I had my extension agent come out and go over my property. We talked about corn (the guy just below me grows it annually). He said that my ground would not grow corn like the ground below without a lot of heavy inputs because of the shallow soil. I've tried corn here and it is stunted. Does anyone have any tricks for getting good corn out of low quality land?


----------



## fishhead

Maybe try building your soil by planting legumes and adding organic matter.


----------



## silverseeds

yeah this can work well for corn, Ive also known people who have done it with small plots. Seems to me it is because its one of the crops it is still easy for the farmer to get most of the final sale price from. People will stop their car just for the sweet corn. 

Tomatoes have also worked well for some I have known on small plots. Your going to want something tasty you know does well in the area. beans will also probably work pretty good for most, if your good at picking them, but probably wont get many to pull over. Sweetcorn is the best, but a mix might draw more people, and in my experience those three seem to do pretty well about anywhere. Pumpkins for holloween seems to be a good one as well, IF your not trying to compete with some larger local pumpkin farm, and you have a nice jackolantern style pumpkin reliable in your area. I was thinking snow peas might be something good to sell along with fall pumpkins...

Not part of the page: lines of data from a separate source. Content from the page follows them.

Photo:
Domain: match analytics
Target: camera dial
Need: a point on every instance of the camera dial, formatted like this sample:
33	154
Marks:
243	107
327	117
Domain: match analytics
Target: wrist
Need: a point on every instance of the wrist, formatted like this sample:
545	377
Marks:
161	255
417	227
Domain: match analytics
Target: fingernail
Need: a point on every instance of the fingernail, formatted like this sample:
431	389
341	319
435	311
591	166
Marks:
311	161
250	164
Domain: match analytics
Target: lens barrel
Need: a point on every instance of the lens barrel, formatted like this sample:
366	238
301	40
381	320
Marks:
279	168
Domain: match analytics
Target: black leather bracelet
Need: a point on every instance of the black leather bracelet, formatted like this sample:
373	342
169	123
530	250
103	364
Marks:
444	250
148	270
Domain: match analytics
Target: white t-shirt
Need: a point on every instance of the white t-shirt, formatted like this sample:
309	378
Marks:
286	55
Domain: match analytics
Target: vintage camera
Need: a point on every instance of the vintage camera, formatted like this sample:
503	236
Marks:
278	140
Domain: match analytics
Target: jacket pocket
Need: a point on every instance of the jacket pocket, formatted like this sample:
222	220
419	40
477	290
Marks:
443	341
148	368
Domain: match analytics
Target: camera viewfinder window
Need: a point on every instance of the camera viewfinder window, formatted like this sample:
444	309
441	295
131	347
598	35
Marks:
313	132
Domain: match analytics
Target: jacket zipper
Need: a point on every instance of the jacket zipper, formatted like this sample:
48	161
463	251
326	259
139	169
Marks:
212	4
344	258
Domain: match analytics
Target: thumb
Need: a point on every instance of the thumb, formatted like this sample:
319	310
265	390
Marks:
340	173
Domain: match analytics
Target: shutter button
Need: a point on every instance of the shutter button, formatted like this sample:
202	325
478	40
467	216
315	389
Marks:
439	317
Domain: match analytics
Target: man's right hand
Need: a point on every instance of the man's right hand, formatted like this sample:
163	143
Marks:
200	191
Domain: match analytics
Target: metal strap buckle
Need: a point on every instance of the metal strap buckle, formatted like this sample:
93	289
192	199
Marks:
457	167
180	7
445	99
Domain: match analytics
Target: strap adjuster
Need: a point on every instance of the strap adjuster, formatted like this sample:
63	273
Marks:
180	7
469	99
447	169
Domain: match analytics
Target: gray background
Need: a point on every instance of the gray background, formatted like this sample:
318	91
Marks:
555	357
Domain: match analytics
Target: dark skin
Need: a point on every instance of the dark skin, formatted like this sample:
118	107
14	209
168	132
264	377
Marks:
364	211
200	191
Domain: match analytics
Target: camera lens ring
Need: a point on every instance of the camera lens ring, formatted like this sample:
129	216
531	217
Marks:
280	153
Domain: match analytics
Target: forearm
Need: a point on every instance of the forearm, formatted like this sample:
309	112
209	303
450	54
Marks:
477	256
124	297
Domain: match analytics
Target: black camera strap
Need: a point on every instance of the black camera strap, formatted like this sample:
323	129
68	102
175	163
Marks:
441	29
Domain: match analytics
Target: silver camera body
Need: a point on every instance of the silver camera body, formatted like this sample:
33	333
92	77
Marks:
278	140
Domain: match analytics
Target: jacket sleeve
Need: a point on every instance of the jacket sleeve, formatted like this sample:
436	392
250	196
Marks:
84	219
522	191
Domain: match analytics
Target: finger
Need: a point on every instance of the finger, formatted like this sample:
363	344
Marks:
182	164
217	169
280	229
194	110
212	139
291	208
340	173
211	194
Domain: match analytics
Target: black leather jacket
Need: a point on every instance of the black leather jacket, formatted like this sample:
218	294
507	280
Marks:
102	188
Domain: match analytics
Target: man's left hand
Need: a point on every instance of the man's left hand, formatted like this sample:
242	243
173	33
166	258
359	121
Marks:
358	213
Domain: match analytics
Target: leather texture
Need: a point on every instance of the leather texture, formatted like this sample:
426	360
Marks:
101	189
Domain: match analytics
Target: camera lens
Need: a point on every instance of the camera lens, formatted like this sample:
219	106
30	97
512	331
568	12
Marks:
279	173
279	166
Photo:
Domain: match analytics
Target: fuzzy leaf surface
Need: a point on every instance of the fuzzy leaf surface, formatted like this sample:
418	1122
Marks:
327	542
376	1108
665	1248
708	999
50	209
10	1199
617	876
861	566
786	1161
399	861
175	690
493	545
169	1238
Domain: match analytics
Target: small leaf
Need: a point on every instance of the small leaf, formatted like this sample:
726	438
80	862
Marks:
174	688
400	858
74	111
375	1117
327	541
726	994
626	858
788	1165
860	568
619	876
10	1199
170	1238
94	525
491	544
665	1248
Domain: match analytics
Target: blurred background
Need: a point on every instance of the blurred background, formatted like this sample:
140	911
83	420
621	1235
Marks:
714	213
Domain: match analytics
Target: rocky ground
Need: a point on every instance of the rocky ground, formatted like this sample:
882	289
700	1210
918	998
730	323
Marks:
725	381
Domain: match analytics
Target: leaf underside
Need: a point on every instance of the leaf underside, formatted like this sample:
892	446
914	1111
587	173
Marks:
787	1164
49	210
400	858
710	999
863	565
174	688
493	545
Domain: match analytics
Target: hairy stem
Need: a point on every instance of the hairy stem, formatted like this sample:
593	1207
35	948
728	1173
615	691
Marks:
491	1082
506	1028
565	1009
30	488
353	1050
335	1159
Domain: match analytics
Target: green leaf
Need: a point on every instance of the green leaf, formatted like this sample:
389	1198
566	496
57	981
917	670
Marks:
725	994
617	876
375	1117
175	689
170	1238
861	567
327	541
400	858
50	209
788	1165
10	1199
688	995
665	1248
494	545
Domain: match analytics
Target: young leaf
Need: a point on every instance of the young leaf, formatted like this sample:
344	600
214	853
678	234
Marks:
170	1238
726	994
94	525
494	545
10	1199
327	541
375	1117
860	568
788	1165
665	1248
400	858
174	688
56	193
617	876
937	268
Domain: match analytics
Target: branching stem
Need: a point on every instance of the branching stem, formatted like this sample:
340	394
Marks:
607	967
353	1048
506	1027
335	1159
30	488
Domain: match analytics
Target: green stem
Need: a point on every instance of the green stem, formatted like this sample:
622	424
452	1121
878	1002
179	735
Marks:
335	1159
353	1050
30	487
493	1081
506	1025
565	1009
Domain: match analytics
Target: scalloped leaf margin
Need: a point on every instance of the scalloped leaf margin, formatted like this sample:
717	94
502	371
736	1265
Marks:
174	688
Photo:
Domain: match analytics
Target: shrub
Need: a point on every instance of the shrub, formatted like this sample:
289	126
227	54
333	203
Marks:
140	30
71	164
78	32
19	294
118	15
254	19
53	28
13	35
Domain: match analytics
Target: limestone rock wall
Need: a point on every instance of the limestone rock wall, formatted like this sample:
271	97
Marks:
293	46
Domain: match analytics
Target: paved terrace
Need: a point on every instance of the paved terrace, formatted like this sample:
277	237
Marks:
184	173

Edited to add: I was also talking to some folks who added garlic to their line up recently, and Im told for the amount of work involved, it pays pretty well. Of course I doubt anyone will stop just to buy garlic, but if your selling something else already, Im told it can have pretty good margins and sells reliably.


----------



## mplatt4

rotating does help legumes put nitrogen back in the soil but you can only benefit with then for so long if you keep planting them also in the same place they will not keep putting as much in the soil. also you need to watch planting crops after other crops that have similar pest like cut worms and root worms
to boost the soil you can use old hay or straw and manure but you must plow manure in as soon as possible or you dont get much help because rain will leach the nutrients out of it fast. also beware that it takes nitrogen out og your soil to break down and compost green matter so try to let it compost some before applying it


----------



## Cygnet

Small watermelons should still sell. Lots of people don't want to buy a 20 pound melon. In fact, you might try some of the melons bred to produce small, prolific, fruit. Bet they'd do just fine as far as selling goes.


----------



## idigbeets

You have enough manure from hogs and chickens to cover 5 acres? I assume you have a manure spreader, bucket loader, etc?

I'm just asking to make sure others know that fertility doesn't magically get from barn to field without some serious labor. 

What varieties did you plant so that you didn't have 100,000 ears of corn all ready at the same time (corn has a short shelf life imo)... did you keep it cool after harvest... we all know corn should be stored cool and sold on ice...

5 acres, 100,000 ears at $3/dz = 25,000. Not a bad income, I'm doing something similar next year but only an acre.. I have a 2 row corn planter.. trying to find a manure spreader as I have lots of composted horse manure to move.


----------